In Syllabus: Notes from an Accidental Professor, Lynda Barry examines aspects of the arts through her various teaching methods. She strives to understand why humans develop intricate aesthetic patterns and why we need the humanities, using concepts rooted in neuroscience, philosophy, biology, and poetry among other things. Connecting the arts, Barry asserts, is an abstract concept called an image, an idea that translates to a distinct method of teaching.
For Barry, an image is “it,” the element of the arts that is at the core of communication: “This ancient ‘it’ is something I call ‘an image.’ By image I don’t mean a visual representation, I mean something that is more like a ghost than a picture; something which feels somehow alive, has no fixed meaning and is contained and transported by something that is not alive” (15). Though Barry may allude to psychoanalytic theories of the unconscious or Marxist notions of commodification, an image goes beyond such categorization by enacting a transcendent quality. This unifying force is dynamic, creating an interaction with objects that goes outside of language and quantification.
According to Barry’s notion of an image, art represents a specific interaction with objects, rather than any tangible quality. It is through an innate, a priori ability that humans engage with the world from this unique perspective. Though in some ways at odds with poststructural theory, especially its universality, the idea of an image allows for an epistemological shift that benefits humanities teachers. Instead of teaching skill or specific content, by shifting to Barry’s image approach instructors are able to teach a way of interacting with reality, a method of living in the present.

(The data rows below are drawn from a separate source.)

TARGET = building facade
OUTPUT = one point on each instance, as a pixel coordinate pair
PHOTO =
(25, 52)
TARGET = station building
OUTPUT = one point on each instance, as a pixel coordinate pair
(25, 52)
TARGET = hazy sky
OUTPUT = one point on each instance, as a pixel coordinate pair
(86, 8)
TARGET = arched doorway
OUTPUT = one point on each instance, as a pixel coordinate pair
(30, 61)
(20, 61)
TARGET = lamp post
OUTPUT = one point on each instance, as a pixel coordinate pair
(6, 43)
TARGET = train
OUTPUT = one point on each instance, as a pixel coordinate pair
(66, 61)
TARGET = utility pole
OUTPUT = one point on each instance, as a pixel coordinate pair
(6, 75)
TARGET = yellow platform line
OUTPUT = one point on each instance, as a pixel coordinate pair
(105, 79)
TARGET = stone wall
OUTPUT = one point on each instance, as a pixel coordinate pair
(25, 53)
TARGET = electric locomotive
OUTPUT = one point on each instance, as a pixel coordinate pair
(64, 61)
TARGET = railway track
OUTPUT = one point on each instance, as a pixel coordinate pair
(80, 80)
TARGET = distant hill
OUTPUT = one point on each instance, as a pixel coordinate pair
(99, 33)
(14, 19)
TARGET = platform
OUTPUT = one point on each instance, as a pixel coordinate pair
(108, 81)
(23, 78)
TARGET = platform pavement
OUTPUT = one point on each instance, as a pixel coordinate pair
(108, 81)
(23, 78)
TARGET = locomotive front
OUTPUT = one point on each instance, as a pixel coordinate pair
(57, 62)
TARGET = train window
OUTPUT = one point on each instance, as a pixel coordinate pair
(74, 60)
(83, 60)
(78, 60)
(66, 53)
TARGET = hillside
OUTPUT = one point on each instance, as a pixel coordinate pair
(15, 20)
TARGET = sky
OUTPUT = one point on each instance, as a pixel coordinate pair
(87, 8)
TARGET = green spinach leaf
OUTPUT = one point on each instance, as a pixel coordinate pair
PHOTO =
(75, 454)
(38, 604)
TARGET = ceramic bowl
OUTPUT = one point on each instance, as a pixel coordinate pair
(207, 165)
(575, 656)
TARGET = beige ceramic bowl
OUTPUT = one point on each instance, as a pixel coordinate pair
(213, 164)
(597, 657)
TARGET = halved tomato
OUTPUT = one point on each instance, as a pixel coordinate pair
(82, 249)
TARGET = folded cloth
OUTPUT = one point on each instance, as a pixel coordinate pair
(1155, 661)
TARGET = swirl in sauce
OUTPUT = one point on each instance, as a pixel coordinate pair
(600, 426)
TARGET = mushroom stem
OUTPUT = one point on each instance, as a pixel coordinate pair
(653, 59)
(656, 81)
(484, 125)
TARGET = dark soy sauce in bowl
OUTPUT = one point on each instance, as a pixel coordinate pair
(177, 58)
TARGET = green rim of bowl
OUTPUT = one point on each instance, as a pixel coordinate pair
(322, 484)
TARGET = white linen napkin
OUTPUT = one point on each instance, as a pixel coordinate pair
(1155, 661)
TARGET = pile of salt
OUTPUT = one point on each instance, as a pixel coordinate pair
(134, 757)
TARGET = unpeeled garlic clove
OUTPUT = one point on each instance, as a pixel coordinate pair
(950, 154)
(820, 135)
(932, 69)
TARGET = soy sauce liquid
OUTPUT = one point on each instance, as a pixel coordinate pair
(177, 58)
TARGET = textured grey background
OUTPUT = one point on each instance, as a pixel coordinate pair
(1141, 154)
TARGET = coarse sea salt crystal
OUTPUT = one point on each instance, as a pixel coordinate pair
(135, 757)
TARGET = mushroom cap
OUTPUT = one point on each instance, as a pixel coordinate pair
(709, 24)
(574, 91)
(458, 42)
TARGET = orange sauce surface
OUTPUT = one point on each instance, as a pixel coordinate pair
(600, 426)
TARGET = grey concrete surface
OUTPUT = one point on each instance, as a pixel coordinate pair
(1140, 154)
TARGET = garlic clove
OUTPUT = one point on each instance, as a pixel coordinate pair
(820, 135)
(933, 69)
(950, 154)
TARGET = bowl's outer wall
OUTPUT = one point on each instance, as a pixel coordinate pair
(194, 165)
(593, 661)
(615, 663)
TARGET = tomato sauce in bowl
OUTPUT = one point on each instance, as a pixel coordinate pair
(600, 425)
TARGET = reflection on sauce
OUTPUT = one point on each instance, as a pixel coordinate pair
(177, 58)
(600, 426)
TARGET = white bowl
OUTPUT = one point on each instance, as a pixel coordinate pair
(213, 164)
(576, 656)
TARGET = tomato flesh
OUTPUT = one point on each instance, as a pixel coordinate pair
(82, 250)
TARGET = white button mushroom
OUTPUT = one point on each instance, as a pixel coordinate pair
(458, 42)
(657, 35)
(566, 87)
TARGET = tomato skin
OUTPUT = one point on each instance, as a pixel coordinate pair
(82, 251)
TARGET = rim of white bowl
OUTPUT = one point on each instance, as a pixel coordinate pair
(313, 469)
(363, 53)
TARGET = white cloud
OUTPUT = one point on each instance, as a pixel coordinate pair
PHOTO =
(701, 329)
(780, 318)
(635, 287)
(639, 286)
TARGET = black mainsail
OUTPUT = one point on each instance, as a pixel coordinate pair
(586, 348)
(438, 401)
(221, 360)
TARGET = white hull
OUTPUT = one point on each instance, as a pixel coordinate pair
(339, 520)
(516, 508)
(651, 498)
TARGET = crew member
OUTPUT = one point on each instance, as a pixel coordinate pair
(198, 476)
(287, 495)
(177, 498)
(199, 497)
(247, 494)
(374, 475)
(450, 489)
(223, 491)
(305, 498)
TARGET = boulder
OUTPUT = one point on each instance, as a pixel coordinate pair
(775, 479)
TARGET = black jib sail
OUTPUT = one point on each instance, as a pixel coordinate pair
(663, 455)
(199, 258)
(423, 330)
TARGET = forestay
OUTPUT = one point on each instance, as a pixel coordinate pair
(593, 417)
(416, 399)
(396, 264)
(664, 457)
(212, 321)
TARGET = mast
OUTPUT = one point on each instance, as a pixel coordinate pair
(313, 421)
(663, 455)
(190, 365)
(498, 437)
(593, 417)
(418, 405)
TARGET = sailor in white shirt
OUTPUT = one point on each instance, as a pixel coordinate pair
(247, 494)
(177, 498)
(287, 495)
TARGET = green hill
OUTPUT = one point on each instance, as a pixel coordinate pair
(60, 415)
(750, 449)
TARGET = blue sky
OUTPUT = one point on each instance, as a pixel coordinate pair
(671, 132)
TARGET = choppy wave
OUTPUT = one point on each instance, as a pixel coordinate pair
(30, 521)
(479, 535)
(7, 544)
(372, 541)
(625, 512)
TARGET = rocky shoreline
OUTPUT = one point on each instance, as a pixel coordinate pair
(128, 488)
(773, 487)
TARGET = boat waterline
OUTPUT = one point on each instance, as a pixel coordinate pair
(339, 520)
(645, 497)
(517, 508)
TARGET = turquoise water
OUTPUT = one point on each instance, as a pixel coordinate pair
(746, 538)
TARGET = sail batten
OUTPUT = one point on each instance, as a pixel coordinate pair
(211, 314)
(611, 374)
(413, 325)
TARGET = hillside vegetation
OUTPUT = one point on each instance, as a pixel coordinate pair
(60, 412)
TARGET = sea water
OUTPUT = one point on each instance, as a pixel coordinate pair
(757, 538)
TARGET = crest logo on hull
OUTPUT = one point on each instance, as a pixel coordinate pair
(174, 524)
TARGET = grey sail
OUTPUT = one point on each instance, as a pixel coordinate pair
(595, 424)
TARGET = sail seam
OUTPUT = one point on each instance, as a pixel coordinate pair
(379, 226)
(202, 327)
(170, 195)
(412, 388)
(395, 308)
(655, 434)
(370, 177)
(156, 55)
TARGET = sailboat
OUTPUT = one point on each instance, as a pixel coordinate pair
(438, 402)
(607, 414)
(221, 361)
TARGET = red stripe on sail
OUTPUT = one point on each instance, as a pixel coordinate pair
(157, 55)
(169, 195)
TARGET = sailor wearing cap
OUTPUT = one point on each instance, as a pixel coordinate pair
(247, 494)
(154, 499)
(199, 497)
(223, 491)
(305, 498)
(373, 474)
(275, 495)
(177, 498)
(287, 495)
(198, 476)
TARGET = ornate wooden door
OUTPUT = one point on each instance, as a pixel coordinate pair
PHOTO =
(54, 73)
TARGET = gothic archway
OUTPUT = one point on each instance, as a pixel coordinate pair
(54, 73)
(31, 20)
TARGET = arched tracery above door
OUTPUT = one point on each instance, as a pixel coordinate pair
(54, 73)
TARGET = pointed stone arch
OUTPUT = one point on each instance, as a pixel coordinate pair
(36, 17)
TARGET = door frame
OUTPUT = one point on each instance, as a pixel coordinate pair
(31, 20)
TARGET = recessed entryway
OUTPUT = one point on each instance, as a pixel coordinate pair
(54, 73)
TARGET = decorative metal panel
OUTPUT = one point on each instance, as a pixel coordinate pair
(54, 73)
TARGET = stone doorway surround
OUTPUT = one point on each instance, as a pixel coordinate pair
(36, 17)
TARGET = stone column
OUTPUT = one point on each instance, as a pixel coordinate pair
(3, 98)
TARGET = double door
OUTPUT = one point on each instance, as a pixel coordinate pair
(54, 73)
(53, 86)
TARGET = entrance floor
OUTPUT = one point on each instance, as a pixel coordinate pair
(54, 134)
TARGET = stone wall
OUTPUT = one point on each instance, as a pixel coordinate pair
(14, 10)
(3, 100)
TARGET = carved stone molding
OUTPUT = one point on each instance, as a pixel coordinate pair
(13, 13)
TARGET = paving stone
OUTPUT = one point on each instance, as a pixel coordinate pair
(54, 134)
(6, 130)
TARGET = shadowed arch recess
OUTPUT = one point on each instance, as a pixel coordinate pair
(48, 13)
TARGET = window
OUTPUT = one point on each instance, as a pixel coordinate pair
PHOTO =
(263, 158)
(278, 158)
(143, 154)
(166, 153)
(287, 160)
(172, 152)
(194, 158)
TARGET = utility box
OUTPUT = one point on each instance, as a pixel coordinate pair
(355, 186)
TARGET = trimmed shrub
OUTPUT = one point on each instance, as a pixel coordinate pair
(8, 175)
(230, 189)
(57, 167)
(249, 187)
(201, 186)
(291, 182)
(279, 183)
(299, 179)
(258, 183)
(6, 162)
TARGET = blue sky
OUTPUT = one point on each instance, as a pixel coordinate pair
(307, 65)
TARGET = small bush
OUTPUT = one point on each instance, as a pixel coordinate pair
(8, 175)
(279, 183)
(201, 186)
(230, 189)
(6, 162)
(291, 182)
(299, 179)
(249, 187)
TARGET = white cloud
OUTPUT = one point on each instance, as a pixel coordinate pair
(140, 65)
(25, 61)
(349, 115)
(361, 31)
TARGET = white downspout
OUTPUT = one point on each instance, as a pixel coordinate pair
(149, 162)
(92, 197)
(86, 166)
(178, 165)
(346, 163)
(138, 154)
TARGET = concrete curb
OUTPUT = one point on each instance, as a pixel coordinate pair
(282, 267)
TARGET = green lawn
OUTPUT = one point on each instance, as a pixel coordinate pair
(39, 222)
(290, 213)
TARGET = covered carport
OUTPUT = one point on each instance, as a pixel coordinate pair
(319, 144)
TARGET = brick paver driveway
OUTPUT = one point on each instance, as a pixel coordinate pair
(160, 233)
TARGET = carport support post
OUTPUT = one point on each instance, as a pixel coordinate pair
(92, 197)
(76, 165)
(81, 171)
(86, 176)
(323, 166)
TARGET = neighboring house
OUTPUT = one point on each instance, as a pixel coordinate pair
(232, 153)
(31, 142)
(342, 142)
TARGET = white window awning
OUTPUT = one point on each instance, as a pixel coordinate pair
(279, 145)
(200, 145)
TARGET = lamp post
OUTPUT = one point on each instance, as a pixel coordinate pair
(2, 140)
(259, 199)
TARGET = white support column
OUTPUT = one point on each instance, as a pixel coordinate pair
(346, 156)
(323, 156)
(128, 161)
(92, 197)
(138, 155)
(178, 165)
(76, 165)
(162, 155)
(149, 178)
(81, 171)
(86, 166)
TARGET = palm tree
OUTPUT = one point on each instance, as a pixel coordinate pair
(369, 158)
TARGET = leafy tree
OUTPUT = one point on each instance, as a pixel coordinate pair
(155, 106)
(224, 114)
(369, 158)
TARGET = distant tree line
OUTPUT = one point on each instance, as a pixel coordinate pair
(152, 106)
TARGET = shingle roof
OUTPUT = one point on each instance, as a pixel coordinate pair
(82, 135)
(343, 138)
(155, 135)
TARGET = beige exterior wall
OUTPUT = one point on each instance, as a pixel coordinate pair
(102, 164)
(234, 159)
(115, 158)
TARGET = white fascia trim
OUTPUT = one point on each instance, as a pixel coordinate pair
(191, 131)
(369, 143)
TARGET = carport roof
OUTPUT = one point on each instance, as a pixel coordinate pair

Barry’s syllabi frequently assert that students do not need to have prior knowledge of a subject or be able to draw; they must simply involve themselves in the class and remain open minded.
Barry’s pedagogy is translatable to multiple environments and disciplines, redefining the way students approach the learning process. Individuals are able to more actively engage with courses, rather than passively receive instructions from the teacher. This reinforces the significance of creativity, ultimately making learning more effective.
Barry, Lynda. Syllabus: Notes From an Accidental Professor. Canada: Drawn and Quarterly, 2014. Print.